Dabei wäre es doch so
einfach sich passende Versicherungsmodelle für Fahrer und Gäste auszudenken. Es
wäre auch ein Leichtes den unabhängigen Fahrern seitens der Verwaltung (und des
Fiskus) einen unkomplizierten Einstieg in die Selbständigkeit zu ermöglichen,
z.B. durch die unkomplizierte Anmeldung eines Gewerbes oder einem simplen
Einkommen- und Umsatzsteuermeldesystems. In anderen Ländern klappt das schon
ganz wunderbar. In Australien beispielsweise sind UBER-Fahrer unabhängige
Dienstleister des Unternehmens, die mit ihren privaten PKWs einen
Mietwagenservice mit Fahrer anbieten. Für die Dauer der Fahrt sind alle
Beteiligten an dem Geschäft (und Dritte) über UBER versichert. Der
Vorteil insbesondere für Gelegenheitsfahrer liegt darin, dass sie sämtliche
Kosten von Anschaffungskosten für das Fahrzeug, KfZ-Versicherung, Reparaturen,
Handykosten u.s.w. anteilig abschreiben können.
In puncto Sicherheit kann
UBER auch einiges mehr bieten, als die Taxi-Verbände zugeben bzw. selber leisten können. Der Fahrer kann, bevor er eine Fahrt annimmt die Details über den
Fahrgast einsehen und entscheiden, ob er sich mit der Person sicher fühlt.
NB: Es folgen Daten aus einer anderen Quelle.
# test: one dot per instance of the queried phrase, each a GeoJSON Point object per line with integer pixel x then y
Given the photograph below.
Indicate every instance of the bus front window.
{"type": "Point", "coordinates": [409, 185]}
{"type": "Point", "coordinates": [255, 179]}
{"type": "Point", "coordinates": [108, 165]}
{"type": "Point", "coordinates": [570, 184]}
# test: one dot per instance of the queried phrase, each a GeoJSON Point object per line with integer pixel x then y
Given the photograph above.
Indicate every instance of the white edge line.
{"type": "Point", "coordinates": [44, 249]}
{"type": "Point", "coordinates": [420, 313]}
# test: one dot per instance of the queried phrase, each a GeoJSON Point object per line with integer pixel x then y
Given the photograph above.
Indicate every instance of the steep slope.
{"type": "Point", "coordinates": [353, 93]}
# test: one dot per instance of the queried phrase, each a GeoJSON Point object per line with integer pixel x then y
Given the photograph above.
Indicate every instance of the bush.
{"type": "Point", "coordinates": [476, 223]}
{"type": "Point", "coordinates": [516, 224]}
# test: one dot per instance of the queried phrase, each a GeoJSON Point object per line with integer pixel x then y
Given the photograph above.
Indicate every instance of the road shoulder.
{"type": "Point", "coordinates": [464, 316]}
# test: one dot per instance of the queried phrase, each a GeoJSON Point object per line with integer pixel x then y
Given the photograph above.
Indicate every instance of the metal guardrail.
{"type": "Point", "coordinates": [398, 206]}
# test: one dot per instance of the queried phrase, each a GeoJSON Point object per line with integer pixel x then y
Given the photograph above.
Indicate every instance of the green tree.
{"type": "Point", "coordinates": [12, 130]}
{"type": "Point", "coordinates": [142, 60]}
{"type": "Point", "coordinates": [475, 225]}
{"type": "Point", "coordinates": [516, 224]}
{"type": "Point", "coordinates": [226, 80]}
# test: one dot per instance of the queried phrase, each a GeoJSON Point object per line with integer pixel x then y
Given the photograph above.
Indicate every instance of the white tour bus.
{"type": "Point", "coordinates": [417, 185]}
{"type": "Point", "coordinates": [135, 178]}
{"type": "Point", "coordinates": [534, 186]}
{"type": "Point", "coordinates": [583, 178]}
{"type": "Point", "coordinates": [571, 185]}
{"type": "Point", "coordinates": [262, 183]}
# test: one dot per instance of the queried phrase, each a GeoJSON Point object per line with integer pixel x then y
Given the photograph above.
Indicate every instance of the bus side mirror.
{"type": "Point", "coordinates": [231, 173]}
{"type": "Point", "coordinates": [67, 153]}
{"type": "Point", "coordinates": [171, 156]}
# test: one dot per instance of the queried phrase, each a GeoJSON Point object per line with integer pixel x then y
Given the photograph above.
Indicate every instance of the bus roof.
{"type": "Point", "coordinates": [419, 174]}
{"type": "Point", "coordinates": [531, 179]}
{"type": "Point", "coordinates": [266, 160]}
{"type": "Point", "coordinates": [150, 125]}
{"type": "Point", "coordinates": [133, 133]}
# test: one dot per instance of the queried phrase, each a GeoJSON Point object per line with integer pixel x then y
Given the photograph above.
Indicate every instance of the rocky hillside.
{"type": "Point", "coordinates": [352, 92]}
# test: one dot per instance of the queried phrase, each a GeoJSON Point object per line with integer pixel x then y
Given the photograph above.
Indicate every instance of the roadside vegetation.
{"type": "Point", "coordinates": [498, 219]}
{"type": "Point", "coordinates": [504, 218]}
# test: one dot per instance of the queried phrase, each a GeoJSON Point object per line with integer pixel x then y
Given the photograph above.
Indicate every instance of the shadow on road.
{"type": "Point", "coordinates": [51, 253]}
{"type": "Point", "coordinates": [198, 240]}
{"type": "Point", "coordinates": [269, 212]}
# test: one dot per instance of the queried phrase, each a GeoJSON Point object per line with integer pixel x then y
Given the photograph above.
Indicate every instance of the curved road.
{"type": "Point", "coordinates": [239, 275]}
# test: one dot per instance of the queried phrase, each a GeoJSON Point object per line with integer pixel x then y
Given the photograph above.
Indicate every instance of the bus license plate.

Umgekehrt kann auch der Fahrgast kann seinen Fahrer vorher sehen und sich im
Zweifelsfall auch gegen die Fahrt entscheiden. Abgerechnet wird über die
Kreditkarte nach der gefahrenen Strecke. Die Quittung bekommt man direkt per
Mail. Die Route wird zudem transparent dem Fahrer und seinem Fahrgast
vorgegeben und angezeigt und lässt sich auch später noch nachvollziehen. Das
ist etwas, das ich bei Taxis ganz besonders vermisse. Selbst in meiner
Heimatstadt bin ich die 2,5km zwischen meiner Haustür und dem Bahnhof schon auf unzähligen Routen gefahren und habe dabei zwischen 8 und 15 Euro
zahlen müssen. Preisschwankungen, die bisher nur mit der Kompetenz oder
Ehrlichkeit der Fahrer zu erklären gewesen sind. Auch bei UBER können die
Preise schwanken, dies erfolgt aber zu fairen Konditionen. Zu Stoßzeiten
steigen die Fahrpreise leicht an, was weitere Fahrer animieren soll sich ins
Auto zu setzen, weil es die Fahrt lukrativer für sie macht. So wird das Angebot
an Fahrern durch das Preismodell bei hoher Nachfrage künstlich erhöht. Adam
Smith hätte wahrscheinlich vor Freude geweint, bei dieser tollen Idee.
#EconSwag
Die Taxibranche dagegen entzieht
sich den Mechanismen freier Marktwirtschaft. Unabhängig von Angebot und
Nachfrage werden die Preise streng reguliert. Jede Stadt hat ein festes Taxi-Oligopol, das keinen ernstzunehmenden Wettbewerb zulässt. Zuletzt stiegen
durch die Einführung eines Mindestlohns von 8,50€ die Fahrpreise unproportional an, dabei ist es schwer zu glauben, dass zuvor alle Taxifahrer zu
Stundenlöhnen unter dieser Grenze gefahren sind. Dazu kommen die vielen
ungeschriebenen Gesetze der Taxibranche, die dem Fahrgast unnötig das Leben
erschweren. Theoretisch haben Taxifahrer z.B. eine Beförderungspflicht und der
Fahrgast die freie Auswahl in welches Taxi er steigt. Praktisch ist es jedoch unmöglich in ein beliebiges Taxi zu steigen, wenn mehrere Fahrer in einer Reihe
warten. Steigt man nicht in das Taxi des am längsten wartenden Fahrers wird man
unfreundlich rausgeschmissen. Auch wenn das Fahrzeug am Kopf der Reihe ein
Großraumtaxi ist (Aufpreis, natürlich) oder die letzte Rostlaube. Pech gehabt.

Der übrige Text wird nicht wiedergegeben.